This past weekend was one of happiness, and it was filled with beauty, and it was summer. It is summer and so every day should feel like summer, but it felt so much like summer in the way that you will remember a summer after it has ended; the kind of days that will linger in your memory more than others.
Mira and Emilia picked us up at the airport in and old, run-down car, red with a cracked wind-shield and damaged seat belts, a car only suited for slowly driving around the countryside if it has to be driven at all. It was the first time I have ever ridden a car without having a seatbelt on, and it felt like summer. We rolled the windows down and I breathed in the wind and the scent of all the flowers lining the roads, and my head was full of summer.
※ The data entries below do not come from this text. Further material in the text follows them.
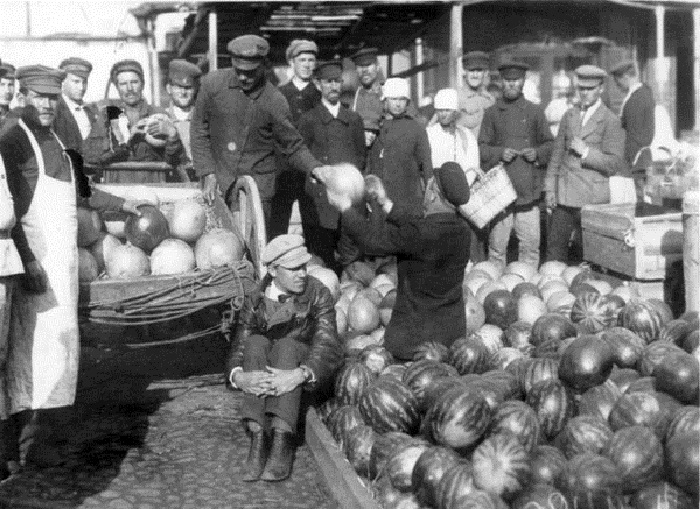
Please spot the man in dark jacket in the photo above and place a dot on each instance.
(334, 134)
(432, 253)
(285, 342)
(515, 132)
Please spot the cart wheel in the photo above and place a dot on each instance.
(250, 220)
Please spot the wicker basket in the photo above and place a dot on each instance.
(490, 193)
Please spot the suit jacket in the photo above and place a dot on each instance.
(578, 181)
(331, 141)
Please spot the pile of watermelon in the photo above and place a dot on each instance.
(566, 393)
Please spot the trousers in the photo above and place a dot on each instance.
(285, 353)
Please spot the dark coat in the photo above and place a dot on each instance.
(308, 318)
(331, 141)
(234, 133)
(432, 253)
(400, 156)
(519, 124)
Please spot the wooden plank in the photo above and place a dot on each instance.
(340, 478)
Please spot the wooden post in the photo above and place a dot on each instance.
(456, 46)
(213, 41)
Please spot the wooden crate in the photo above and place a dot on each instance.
(615, 238)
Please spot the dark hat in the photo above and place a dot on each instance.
(286, 250)
(589, 75)
(366, 56)
(622, 67)
(475, 60)
(183, 73)
(299, 46)
(248, 51)
(77, 66)
(8, 69)
(453, 183)
(125, 66)
(512, 69)
(41, 79)
(331, 70)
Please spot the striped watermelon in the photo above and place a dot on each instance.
(592, 481)
(638, 455)
(430, 468)
(519, 420)
(554, 406)
(547, 464)
(388, 405)
(351, 382)
(586, 433)
(457, 418)
(501, 466)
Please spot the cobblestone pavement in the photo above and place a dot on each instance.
(155, 428)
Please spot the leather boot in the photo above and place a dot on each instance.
(279, 464)
(256, 456)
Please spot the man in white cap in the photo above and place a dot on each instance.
(400, 155)
(285, 343)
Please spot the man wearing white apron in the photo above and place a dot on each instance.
(42, 365)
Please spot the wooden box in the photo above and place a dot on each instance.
(641, 241)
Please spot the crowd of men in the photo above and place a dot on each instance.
(235, 122)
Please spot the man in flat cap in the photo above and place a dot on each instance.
(41, 371)
(182, 87)
(334, 134)
(432, 252)
(515, 132)
(7, 89)
(239, 121)
(302, 95)
(637, 118)
(285, 344)
(473, 98)
(589, 148)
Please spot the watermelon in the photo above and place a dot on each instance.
(586, 433)
(681, 454)
(351, 381)
(468, 355)
(358, 447)
(457, 418)
(598, 401)
(428, 472)
(519, 420)
(501, 466)
(661, 495)
(547, 464)
(591, 481)
(586, 362)
(553, 404)
(638, 455)
(388, 405)
(457, 482)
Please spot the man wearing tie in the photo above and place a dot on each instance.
(589, 148)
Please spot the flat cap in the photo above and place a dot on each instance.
(475, 60)
(622, 67)
(183, 73)
(77, 66)
(41, 79)
(248, 51)
(589, 75)
(366, 56)
(299, 46)
(125, 66)
(331, 70)
(286, 250)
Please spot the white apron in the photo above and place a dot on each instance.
(43, 359)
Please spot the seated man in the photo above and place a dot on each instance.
(432, 253)
(285, 341)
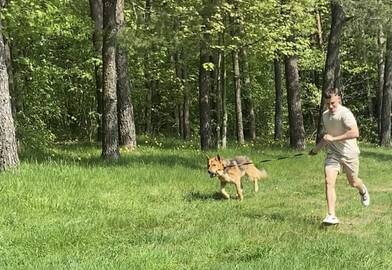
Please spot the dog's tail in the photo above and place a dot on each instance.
(262, 173)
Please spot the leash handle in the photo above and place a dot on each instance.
(280, 158)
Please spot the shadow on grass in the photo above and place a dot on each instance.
(76, 155)
(376, 155)
(198, 196)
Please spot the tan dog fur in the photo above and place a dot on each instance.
(232, 170)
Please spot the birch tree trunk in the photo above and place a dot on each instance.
(332, 66)
(278, 100)
(96, 13)
(8, 147)
(110, 145)
(387, 95)
(126, 122)
(296, 126)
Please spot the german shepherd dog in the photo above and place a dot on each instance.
(232, 170)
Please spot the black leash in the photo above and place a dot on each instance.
(280, 158)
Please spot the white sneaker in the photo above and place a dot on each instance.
(365, 198)
(331, 220)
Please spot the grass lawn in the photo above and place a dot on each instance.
(157, 208)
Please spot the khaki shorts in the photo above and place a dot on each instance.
(350, 166)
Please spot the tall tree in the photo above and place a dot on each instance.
(110, 145)
(8, 146)
(205, 76)
(332, 64)
(248, 100)
(381, 70)
(385, 138)
(296, 126)
(237, 75)
(278, 99)
(96, 13)
(127, 132)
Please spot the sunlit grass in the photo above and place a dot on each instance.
(157, 208)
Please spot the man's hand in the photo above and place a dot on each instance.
(328, 138)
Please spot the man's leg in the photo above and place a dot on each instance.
(331, 174)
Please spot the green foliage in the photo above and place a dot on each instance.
(53, 67)
(53, 59)
(157, 208)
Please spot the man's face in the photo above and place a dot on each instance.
(332, 103)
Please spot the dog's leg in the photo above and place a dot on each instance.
(223, 191)
(256, 184)
(239, 189)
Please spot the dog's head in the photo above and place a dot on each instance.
(215, 165)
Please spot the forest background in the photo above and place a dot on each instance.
(207, 70)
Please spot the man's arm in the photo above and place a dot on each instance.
(318, 147)
(351, 133)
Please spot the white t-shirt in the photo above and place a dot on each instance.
(336, 124)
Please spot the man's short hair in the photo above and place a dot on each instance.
(331, 92)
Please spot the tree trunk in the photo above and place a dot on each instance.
(8, 146)
(381, 70)
(387, 95)
(219, 91)
(223, 97)
(184, 124)
(238, 106)
(127, 132)
(204, 87)
(218, 94)
(296, 126)
(147, 73)
(248, 95)
(278, 100)
(110, 146)
(96, 13)
(332, 66)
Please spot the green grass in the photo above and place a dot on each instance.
(157, 208)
We went slowly due to the seatbelt situation and it allowed me to drink in all the beauty of a new place and the season both, and my heart came alive with a joy I had not felt for too long.
We stayed at a summer house with three rooms, and I slept in the lightest, brightest one, with a big window with a blooming white lilac outside. The nights never got dark and so I could listen to the birds singing as I fell asleep, and breathe in the scent of my favourite flower even in sleep.
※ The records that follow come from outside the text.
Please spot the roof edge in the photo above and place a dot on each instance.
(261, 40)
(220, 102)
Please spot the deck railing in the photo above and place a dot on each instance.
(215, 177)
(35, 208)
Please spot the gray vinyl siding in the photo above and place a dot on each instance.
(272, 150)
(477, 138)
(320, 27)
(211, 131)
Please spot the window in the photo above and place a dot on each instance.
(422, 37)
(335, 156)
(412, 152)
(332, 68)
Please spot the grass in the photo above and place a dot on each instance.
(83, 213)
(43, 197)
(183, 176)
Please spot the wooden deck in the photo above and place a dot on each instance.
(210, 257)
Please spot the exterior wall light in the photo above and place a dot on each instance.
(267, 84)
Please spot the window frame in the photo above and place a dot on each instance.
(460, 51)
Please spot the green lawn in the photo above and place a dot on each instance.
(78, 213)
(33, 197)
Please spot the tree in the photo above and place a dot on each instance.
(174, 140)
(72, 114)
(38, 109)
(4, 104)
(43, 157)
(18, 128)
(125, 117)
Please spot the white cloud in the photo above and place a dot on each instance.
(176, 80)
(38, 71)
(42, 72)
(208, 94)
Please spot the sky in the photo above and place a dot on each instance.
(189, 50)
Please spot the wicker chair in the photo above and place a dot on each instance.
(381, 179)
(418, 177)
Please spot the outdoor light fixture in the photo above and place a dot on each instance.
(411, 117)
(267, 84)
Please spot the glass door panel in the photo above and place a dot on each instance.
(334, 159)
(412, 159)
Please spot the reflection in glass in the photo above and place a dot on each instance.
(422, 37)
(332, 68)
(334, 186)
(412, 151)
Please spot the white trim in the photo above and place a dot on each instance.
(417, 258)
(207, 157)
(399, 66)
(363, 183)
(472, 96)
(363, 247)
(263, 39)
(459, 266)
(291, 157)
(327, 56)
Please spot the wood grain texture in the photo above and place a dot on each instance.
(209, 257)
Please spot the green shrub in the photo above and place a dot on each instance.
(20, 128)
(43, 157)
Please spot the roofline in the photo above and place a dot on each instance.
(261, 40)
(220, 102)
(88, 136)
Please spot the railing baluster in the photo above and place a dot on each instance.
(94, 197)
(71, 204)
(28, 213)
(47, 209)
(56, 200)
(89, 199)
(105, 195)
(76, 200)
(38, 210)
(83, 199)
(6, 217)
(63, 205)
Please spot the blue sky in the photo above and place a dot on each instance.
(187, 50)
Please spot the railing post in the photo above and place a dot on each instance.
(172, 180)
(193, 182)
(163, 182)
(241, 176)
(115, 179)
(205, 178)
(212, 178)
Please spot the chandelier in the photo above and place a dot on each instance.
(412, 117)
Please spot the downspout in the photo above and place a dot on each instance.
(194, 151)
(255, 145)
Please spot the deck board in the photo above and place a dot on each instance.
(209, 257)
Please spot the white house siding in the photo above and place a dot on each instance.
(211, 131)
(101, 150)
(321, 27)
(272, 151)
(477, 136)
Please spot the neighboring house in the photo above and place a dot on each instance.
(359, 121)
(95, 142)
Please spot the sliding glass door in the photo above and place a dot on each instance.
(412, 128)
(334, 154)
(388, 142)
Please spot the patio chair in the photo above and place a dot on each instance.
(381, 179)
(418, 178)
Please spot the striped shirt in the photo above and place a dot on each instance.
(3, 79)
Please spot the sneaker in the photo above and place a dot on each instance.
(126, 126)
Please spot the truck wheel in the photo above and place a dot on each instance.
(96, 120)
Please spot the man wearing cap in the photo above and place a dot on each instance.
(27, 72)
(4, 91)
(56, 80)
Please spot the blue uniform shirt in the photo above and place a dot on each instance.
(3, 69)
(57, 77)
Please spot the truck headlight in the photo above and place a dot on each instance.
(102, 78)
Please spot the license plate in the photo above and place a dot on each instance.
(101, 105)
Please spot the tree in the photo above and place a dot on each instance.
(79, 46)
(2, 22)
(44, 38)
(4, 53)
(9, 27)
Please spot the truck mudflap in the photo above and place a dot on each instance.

In the mornings there were open windows, squirrels and birds, and time spent with friends. As the day went on I gained new ones, and I was happy. We ate lunch out in the garden and spoke with different accents about the same things that we all love, and Mira went inside to get me a hat to shield me from the sun. I let my hair down to be able to keep it on and felt like someone could paint a picture of us, and it would be the very image of summer. We were the very image of summer, then, as I see it and want to remember it; so many different people in the sun and the grass, coming together to share something loved.
I loved the people and I loved the art. Oh, all the art! The sculptures and the paintings, all the new styles I had not seen before, and we admired each others’ work and each others’ favourites, and I fell in love with a model made by a new friend, and before she had to leave at the end of the show she sold it to me and I will keep it forever. I wrote down names and addresses, I found beauty in art as well as people. Everyone had their own brand of it, so many different kinds of breathtaking. I was not only at peace, I was surrounded by joy; my own and others’, the best kind, the shared kind.